Semen was collected from 40 bucks, incubated at 38 °C for 24 h, and the rate of sperm DNA fragmentation (rSDF) was determined using the sperm chromatin dispersion assay. Males were allocated into high rSDF (>0.5 units of increase per hour) or low rSDF (<0.5 units of increase per hour) groups. High and low rSDF semen samples were sequentially artificially inseminated into the same doe to reduce female factor variability, and pregnancy outcomes were recorded.

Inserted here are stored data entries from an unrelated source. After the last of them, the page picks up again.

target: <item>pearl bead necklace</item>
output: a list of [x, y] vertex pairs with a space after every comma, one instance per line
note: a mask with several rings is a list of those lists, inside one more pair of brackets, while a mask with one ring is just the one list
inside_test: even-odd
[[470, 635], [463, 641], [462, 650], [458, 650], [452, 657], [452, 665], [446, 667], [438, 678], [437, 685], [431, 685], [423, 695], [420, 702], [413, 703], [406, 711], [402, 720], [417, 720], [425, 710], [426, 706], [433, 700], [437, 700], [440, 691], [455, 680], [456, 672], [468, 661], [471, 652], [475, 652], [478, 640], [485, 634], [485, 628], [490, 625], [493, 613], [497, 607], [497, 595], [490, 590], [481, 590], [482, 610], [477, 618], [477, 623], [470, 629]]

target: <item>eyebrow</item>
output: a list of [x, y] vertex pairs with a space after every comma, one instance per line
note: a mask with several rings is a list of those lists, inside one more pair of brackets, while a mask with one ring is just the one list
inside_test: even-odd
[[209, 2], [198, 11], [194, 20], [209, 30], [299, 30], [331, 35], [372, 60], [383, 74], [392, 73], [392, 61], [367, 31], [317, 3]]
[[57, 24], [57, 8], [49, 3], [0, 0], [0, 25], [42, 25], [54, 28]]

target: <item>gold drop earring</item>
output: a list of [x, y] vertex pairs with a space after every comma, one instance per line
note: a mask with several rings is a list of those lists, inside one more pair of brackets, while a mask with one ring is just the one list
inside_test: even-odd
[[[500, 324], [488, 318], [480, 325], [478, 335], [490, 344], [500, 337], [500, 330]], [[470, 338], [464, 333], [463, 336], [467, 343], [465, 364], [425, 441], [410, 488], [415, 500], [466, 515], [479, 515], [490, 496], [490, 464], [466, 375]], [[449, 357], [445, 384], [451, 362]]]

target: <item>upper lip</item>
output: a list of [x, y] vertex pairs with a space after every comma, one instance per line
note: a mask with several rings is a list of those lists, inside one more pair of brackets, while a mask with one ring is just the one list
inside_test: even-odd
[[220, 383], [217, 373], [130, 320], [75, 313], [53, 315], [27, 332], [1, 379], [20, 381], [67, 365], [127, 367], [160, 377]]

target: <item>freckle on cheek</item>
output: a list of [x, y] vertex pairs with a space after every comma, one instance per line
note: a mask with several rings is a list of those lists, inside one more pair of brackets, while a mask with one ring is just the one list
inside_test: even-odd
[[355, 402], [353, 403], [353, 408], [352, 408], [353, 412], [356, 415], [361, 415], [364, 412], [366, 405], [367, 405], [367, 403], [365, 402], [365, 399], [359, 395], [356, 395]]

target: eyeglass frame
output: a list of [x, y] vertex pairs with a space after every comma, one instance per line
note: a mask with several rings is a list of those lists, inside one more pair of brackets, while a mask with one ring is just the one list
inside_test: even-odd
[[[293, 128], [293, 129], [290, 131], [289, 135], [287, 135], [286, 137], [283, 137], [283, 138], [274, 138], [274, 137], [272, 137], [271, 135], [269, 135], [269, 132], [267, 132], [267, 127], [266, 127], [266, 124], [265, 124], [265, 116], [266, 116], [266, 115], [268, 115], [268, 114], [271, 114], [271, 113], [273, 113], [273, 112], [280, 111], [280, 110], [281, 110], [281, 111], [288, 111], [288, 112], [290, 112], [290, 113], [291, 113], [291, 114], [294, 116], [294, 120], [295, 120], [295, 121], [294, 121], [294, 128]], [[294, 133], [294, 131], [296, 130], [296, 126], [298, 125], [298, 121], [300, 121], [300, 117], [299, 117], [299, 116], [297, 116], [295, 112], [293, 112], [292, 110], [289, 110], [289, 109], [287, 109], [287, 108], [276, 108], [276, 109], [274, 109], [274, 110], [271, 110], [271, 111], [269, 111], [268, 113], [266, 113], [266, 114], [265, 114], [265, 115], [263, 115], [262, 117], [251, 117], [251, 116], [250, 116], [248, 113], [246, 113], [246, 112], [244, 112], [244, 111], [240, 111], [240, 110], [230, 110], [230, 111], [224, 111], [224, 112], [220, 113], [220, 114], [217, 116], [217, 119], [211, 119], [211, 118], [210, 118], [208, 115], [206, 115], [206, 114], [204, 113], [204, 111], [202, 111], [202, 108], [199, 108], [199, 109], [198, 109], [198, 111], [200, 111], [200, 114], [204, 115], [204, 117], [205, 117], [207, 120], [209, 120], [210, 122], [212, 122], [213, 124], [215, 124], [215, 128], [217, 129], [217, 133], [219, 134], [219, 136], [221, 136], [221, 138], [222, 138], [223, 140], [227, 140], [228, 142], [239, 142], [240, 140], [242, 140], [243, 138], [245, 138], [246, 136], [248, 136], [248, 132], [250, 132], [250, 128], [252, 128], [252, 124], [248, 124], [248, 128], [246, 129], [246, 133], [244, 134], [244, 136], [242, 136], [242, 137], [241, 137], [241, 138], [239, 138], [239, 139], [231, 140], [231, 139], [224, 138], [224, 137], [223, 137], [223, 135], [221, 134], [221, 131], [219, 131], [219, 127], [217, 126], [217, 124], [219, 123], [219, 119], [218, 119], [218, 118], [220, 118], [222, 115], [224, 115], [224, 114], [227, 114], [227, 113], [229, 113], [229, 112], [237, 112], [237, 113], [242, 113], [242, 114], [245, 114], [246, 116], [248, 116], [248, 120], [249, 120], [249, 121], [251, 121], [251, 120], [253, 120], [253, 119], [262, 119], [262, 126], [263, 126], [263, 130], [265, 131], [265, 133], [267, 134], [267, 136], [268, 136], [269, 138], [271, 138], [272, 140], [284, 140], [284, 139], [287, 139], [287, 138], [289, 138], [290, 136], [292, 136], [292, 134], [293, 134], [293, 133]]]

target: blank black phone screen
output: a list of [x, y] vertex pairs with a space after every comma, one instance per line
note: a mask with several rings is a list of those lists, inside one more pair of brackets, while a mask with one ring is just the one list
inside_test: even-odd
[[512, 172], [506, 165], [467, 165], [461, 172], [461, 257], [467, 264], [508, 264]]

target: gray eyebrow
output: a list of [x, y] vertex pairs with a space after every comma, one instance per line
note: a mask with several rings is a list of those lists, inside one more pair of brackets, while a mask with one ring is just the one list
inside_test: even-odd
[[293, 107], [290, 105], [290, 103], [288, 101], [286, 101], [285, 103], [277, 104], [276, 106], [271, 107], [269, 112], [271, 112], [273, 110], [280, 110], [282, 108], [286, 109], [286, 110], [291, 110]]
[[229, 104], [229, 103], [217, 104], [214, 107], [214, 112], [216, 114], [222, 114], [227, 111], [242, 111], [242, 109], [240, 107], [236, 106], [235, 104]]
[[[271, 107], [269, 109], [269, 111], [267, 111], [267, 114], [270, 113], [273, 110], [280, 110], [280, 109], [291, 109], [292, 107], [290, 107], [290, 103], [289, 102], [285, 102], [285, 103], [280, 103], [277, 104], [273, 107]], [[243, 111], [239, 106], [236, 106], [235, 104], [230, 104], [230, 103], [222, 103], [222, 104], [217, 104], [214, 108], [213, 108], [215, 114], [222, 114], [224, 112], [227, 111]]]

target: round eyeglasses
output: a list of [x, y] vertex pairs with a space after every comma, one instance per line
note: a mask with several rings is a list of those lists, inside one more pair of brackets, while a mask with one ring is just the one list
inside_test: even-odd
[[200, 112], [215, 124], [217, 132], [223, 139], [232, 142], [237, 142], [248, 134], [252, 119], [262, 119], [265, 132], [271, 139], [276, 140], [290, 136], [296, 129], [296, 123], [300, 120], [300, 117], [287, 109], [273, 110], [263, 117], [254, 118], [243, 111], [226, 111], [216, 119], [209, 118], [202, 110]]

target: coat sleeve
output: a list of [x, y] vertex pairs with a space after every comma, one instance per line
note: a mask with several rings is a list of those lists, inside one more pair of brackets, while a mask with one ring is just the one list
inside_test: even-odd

While there was no difference in SDFs between rSDF groups immediately after collection (T0), differences were significant after 2 h of incubation; SDFs determined at collection and rSDF behaved as independent characters (Pearson correlation = 0.099; P = 0.542). Following artificial insemination, the rate of stillborn pups was significantly higher in does inseminated by males with a high rSDF (14/21) compared to those with low rSDF (15/6); (contingency χ(2) 5.19; p = 0.022). The risk of stillborn when low rSDF rabbits were used for insemination was 0.16, but increased to 0.36 when high rSDF animals were used (odds ratio = 2.85; 95 % confidence interval = 1.4-2.7).
Dynamic assessment of SDF coupled with natural multiple ovulation, high fecundity of the rabbit and control over female factor influence, provided a useful experimental model to demonstrate the adverse effect of reduced sperm DNA longevity on reproductive outcome.